DIY Solar Lawn Mower

Build a solar-powered lawn mower that you don't have to worry about keeping charged or plugged in, simply leave it outside in the sun.

article image
courtesy by Skyhorse Publishing

I’ve had battery-powered lawn mowers before and they are a real pain to keep charged. You have to either plug them in or take the battery out and that sucks.

This is one solution to the problem. Install solar panels on the mower and just leave it parked in the sun to charge it.

Here’s how I did it!

You can purchase this book from the Mother Earth News store: Do It Yourself Projects to Get You Off the Grid.

Tools and Materials Needed:


  • Soldering iron
  • Wire stripper
  • Volt meter
  • Screwdriver
  • Wrenches


  • Battery-powered lawnmower
  • (2) 12 volt photovoltaic solar panels
  • 4 general purpose rectifier diodes
  • Double-stick tape
  • Nuts
  • Bolts
  • Washers
  • Solder
red lawn mower sitting on dirt with a clipping bag attached
solar panel surrounded with red silicon leaning against the black and white box that it came out of
roll of white double stick tape sitting on a brown table
metal nuts, bolts, and washers piled together on a brown table

Step 1: Evaluate the Lawnmower’s Current Condition

I had a DR Neuton Mower, but this Toro came up on Freecycle. It was way more mondo than the DR, so I decided it would be the donor machine.

The first thing I did was check the batteries. They were toast, so I had to build a new battery pack.

I got four replacement batteries at my local electronic supply for $18.00 each. To keep them as a cohesive pack, I applied double-stick tape between each battery, just like the original setup had.

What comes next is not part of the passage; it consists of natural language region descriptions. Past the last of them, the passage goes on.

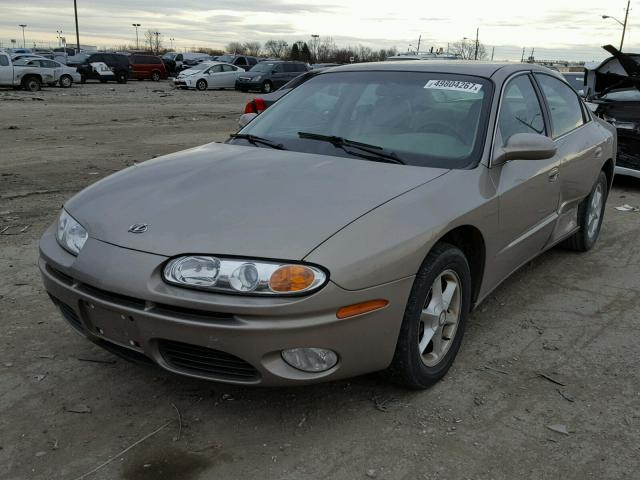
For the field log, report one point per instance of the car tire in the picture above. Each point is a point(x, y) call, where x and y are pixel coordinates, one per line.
point(32, 84)
point(432, 313)
point(66, 81)
point(590, 216)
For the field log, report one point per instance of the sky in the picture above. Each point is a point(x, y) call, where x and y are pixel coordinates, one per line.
point(556, 29)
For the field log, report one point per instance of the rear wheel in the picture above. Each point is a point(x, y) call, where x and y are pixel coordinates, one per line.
point(434, 319)
point(66, 81)
point(590, 216)
point(32, 84)
point(201, 85)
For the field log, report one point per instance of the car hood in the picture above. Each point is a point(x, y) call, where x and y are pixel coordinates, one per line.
point(236, 200)
point(619, 72)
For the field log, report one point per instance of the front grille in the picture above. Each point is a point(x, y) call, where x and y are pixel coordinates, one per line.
point(68, 314)
point(205, 361)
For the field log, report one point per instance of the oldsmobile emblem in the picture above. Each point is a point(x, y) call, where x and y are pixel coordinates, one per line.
point(138, 228)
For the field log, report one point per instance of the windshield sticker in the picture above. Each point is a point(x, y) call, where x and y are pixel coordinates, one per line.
point(453, 85)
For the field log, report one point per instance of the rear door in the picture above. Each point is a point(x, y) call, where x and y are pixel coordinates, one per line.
point(528, 189)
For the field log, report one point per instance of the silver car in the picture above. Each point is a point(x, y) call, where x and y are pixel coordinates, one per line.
point(350, 228)
point(62, 75)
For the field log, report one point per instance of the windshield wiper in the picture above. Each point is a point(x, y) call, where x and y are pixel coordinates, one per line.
point(379, 153)
point(253, 139)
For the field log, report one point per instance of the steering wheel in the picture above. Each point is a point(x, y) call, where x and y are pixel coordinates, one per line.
point(435, 127)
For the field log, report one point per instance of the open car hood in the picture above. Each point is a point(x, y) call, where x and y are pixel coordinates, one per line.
point(618, 72)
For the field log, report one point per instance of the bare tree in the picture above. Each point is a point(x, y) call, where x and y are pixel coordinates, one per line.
point(276, 48)
point(236, 47)
point(467, 50)
point(252, 48)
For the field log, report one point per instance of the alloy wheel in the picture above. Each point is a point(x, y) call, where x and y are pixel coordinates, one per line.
point(439, 318)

a solar power battery sitting on a brown table with two strips of double sided tape on it with a person pulling the backing off of one strip
four solar batteries taped together with double sided tape

Step 2: How to Wire It Up

A photovoltaic (PV) solar cell has a power output recognized in watts. When the sun is shining, the potential of the PV cell is greater than that of the batteries, so energy will flow from the PV cells to the batteries.

But what happens when the sun goes down? Then the batteries have a greater potential. That means that if you don’t take steps to prevent it, energy will flow from the batteries to the PV cells. This energy will be wasted as heat emanated from the PV cells, ultimately burning them out and draining the batteries.

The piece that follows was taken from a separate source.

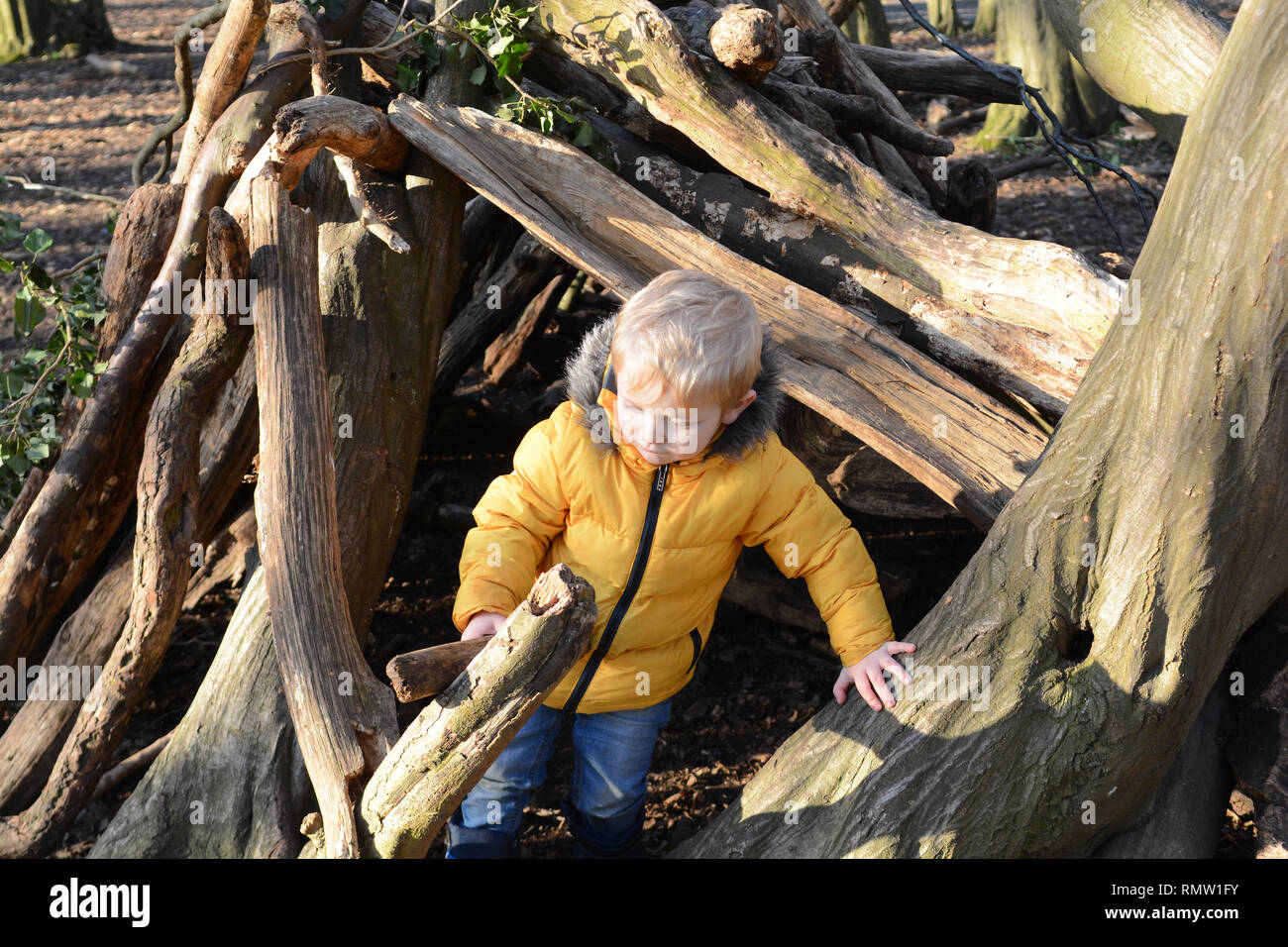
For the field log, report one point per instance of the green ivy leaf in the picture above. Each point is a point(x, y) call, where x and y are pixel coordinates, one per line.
point(408, 78)
point(27, 312)
point(38, 241)
point(38, 275)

We can prevent this by installing diodes in the circuit. A diode is like a one-way check valve for electricity. It makes it possible for the solar panel to charge the battery, but impossible for the battery to heat the solar panel.

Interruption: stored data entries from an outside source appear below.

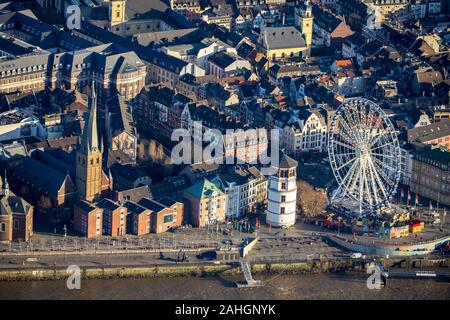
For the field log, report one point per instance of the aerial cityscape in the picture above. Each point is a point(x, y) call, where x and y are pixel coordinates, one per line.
point(225, 149)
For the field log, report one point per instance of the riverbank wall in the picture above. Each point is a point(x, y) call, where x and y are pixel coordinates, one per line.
point(304, 267)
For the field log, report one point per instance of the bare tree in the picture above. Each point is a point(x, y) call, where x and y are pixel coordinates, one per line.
point(310, 202)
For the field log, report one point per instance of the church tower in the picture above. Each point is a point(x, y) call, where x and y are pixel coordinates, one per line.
point(116, 11)
point(89, 156)
point(305, 21)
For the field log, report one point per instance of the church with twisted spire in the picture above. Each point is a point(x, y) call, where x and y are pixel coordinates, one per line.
point(89, 170)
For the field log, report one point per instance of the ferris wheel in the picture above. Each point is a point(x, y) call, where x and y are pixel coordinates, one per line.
point(364, 154)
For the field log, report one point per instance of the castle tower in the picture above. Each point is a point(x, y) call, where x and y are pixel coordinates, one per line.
point(89, 156)
point(116, 11)
point(5, 187)
point(305, 21)
point(282, 194)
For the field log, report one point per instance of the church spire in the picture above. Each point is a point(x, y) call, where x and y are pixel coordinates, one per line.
point(89, 141)
point(5, 186)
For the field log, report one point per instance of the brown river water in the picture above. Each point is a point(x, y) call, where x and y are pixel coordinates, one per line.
point(301, 287)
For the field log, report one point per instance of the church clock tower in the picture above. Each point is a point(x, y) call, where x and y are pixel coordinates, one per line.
point(89, 156)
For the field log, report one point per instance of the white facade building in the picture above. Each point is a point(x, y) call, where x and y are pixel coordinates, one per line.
point(282, 194)
point(18, 124)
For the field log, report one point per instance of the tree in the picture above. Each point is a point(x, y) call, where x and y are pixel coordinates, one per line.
point(310, 202)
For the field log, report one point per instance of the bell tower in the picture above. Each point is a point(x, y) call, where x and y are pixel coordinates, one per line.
point(89, 156)
point(305, 22)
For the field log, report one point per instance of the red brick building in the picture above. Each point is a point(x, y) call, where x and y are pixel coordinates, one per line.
point(138, 219)
point(114, 218)
point(166, 213)
point(16, 216)
point(88, 219)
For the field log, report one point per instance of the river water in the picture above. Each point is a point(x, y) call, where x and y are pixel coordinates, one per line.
point(302, 287)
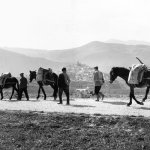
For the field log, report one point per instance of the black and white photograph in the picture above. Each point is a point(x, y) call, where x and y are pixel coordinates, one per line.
point(74, 75)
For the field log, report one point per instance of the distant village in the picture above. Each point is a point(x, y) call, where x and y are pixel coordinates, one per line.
point(79, 72)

The circuit below shows the typical wiring for this type of application. This system uses four 6 volt batteries and is charged by two 12 volt solar panels. The overall system voltage is 24 volts. When you line up batteries, their voltage adds as you place more in the series. The panels are 12 volts so we need to isolate them from each other. The diodes also accomplish this task.

illustration of wiring to hook up the wiring of the pv panels to charge the solar battery

Step 3: Hook up the Batteries

Returning to the battery pack. Let’s treat these four batteries as two sets of two. Hook them together as shown and test the voltage to make sure they show 12 volts per pair. OCV (open-circuit voltage) may be on the order of 14 volts. This is normal. In fact, if it’s below 10 volts you may have a bad battery.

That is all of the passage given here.